We were just a few months ahead of you on paperwork (so we were under the old rules, but are going home for the same reason. My husband is incredibly and increasingly unhappy here; if going home to Wales, is what it takes to make him happy, I know I can make the adjustments (I've moved more times than him). But this isn't something I would choose to go through if not for my husband.


----------



## MacUK (Jul 3, 2012)

Hi M,
You are quite right, no one in their right mind would put themselves through this....well at least i wouldn't, if it wasn't for my husband. Well the good news is that i took the ELT, and now I am waiting for the results, i really hope that i will manage to get a B1. 
The funny thing is that now my favourite song is 'Time is on my side'  Well I have to cope with the situation somehow  
The really good news is that my husband is coming to see us this fall, and again in the winter for 2 weeks, yay!!! He won't miss our daughter's first birthday, after all.  All the best to you  !


----------



## Roxx79 (Sep 22, 2012)

urgh. we are really affected - it's awful . We plan to move to the UK from Thailand in 2014 - if we had known about these changes in time we would certainly have applied before 9th July (although we would not have been married by then, so I'm not sure which route we would have taken...) . There are some petitions around - i'll add a link when I have done 4 psts or more (i can't link now as this is my first post!)


----------



## Roxx79 (Sep 22, 2012)

I agree - there is no problem with a revision of the old rules but the new ones are riddled with holes. We ought to be ok if I can secure a job, close to my parents' place, as I am a teacher, but the timing of the end of contracts in Thailand and the availability of UK teaching posts doesn't match. I am also planning to sell my property so that I will have a better financial cushion to evidence, but it's all horrible. We had planned to move back together to my mum's so we could live rent free and I could be a full time mum for a while (I am currently pregnant with twins).


----------



## Roxx79 (Sep 22, 2012)

ashkevron said:


> Personally, I don't mind rules being "toughened up" to detect bogus marriages and such. However, my personal feeling is that the new rules have not been thought through very well and they have left many gaps. Like for example, the fact that if someone owns a house but does not have enough savings or high enough earnings, the "reasonable" thing would be to sell the house and live as a tenant somewhere. This makes no sense to me. I think looking at the difference between earnings and outgoings makes more sense than looking just at the earnings.
> 
> Also, new rules seem to favour people living in big cities, like London, where salaries are higher. This I also find somewhat lacking in common sense. Expenses in such places are also higher, rent especially.
> 
> ...


I think it is very silly that a parental gift of money can be used for the Visa but their (free) accommodation cannot. It's also silly that if you are returning to the UK and have a job offer but have not been working abroad to the 18600 minumun, you can't come in - what logic is there to that rule? It just seems an arbitrary way of excluding people. If you live abroad with a high-earning non-EU partner but you are a stay at home mum and the UK citizen, you can't come in - WHY!?


----------



## Roxx79 (Sep 22, 2012)

Now we are considering moving to Europe instead - to be close(r) to my family. But my Thai partner has excellent English - not much help in Europe!


----------



## mehemlynn (Nov 16, 2011)

Roxx79 said:


> I think it is very silly that a parental gift of money can be used for the Visa but their (free) accommodation cannot. It's also silly that if you are returning to the UK and have a job offer but have not been working abroad to the 18600 minumun, you can't come in - what logic is there to that rule? It just seems an arbitrary way of excluding people. If you live abroad with a high-earning non-EU partner but you are a stay at home mum and the UK citizen, you can't come in - WHY!?

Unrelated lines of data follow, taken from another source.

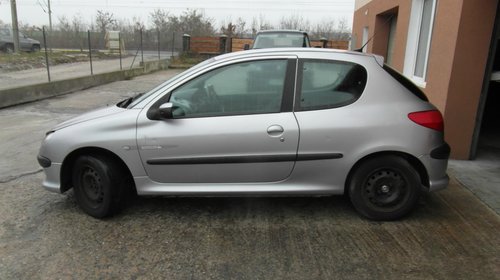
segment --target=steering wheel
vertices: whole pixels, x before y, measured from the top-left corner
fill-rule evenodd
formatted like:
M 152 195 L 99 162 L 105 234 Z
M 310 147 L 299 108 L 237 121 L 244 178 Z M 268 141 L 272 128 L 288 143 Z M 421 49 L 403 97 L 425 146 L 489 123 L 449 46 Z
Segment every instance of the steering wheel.
M 219 96 L 215 92 L 214 86 L 212 84 L 205 85 L 205 92 L 207 94 L 208 100 L 211 103 L 217 104 L 221 111 L 224 112 L 224 103 L 222 103 L 219 99 Z
M 185 116 L 193 112 L 191 103 L 183 98 L 173 98 L 170 102 L 174 103 L 174 116 Z

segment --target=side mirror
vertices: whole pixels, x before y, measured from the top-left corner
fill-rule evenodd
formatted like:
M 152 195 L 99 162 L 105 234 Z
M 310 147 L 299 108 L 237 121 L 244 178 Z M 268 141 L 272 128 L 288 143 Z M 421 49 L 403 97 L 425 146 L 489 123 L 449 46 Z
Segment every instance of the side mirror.
M 174 104 L 170 102 L 163 103 L 158 108 L 158 115 L 162 120 L 172 119 L 174 117 L 173 111 L 174 111 Z
M 245 51 L 248 51 L 248 50 L 250 49 L 250 45 L 249 45 L 249 44 L 245 44 L 245 45 L 243 46 L 243 49 L 244 49 Z

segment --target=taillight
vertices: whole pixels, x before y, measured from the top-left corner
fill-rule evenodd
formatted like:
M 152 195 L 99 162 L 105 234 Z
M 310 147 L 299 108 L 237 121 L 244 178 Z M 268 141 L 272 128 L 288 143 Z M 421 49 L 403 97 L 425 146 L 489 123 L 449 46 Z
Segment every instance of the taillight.
M 438 110 L 409 113 L 408 118 L 421 126 L 437 131 L 444 130 L 443 116 Z

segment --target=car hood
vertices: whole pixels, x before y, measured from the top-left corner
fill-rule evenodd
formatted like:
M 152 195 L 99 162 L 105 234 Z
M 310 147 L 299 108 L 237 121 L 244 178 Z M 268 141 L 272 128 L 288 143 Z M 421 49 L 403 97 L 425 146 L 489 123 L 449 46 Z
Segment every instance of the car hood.
M 100 108 L 100 109 L 97 109 L 94 111 L 84 113 L 84 114 L 79 115 L 75 118 L 69 119 L 65 122 L 62 122 L 62 123 L 56 125 L 54 128 L 52 128 L 52 130 L 59 130 L 59 129 L 62 129 L 62 128 L 65 128 L 65 127 L 68 127 L 71 125 L 75 125 L 78 123 L 82 123 L 82 122 L 110 116 L 113 114 L 121 113 L 121 112 L 126 111 L 126 110 L 127 109 L 120 108 L 118 106 L 110 106 L 110 107 Z

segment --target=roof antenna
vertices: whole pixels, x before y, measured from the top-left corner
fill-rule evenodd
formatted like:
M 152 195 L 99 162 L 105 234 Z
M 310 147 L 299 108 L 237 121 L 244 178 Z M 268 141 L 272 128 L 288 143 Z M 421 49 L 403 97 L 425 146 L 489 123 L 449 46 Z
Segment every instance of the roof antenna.
M 394 17 L 394 15 L 395 14 L 392 14 L 390 17 L 388 17 L 387 20 L 382 25 L 386 25 Z M 377 35 L 377 33 L 378 32 L 374 32 L 373 35 L 370 37 L 370 39 L 368 39 L 368 41 L 366 41 L 366 43 L 363 46 L 361 46 L 361 48 L 355 49 L 354 51 L 355 52 L 363 52 L 363 48 L 366 47 L 366 45 L 368 45 L 368 43 L 370 43 L 370 41 L 375 37 L 375 35 Z

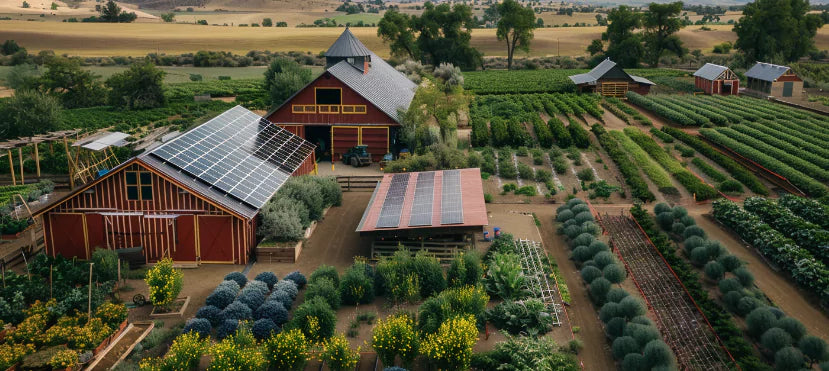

This is our situation, with my husband being at home with our daughter; luckily, we just got in under the old rules.

M


----------



## Roxx79 (Sep 22, 2012)

*Petition*



mehemlynn said:


> This is our situation, with my husband being at home with our daughter; luckily, we just got in under the old rules.
> 
> M


*sigh*
Lucky you! 
I want to post a link to this petition but the forum keep s saying I can't! 
Allow immigration of non EU spouses - e-petitions


----------



## Joppa (Sep 7, 2009)

Roxx79 said:


> Now we are considering moving to Europe instead - to be close(r) to my family. But my Thai partner has excellent English - not much help in Europe!


If you can secure a job in an EEA country or Switzerland that pays enough for you both to live on, you can later apply for EEA family permit (which has next to no financial requirement) to bring your wife to UK under European rules.


----------



## Joppa (Sep 7, 2009)

Roxx79 said:


> I think it is very silly that a parental gift of money can be used for the Visa but their (free) accommodation cannot.


I don't know what you mean by that, but an offer of free accommodation, if suitable, can meet the accommodation requirement for the visa.



> It's also silly that if you are returning to the UK and have a job offer but have not been working abroad to the 18600 minimum, you can't come in - what logic is there to that rule? It just seems an arbitrary way of excluding people. If you live abroad with a high-earning non-EU partner but you are a stay at home mum and the UK citizen, you can't come in - WHY!?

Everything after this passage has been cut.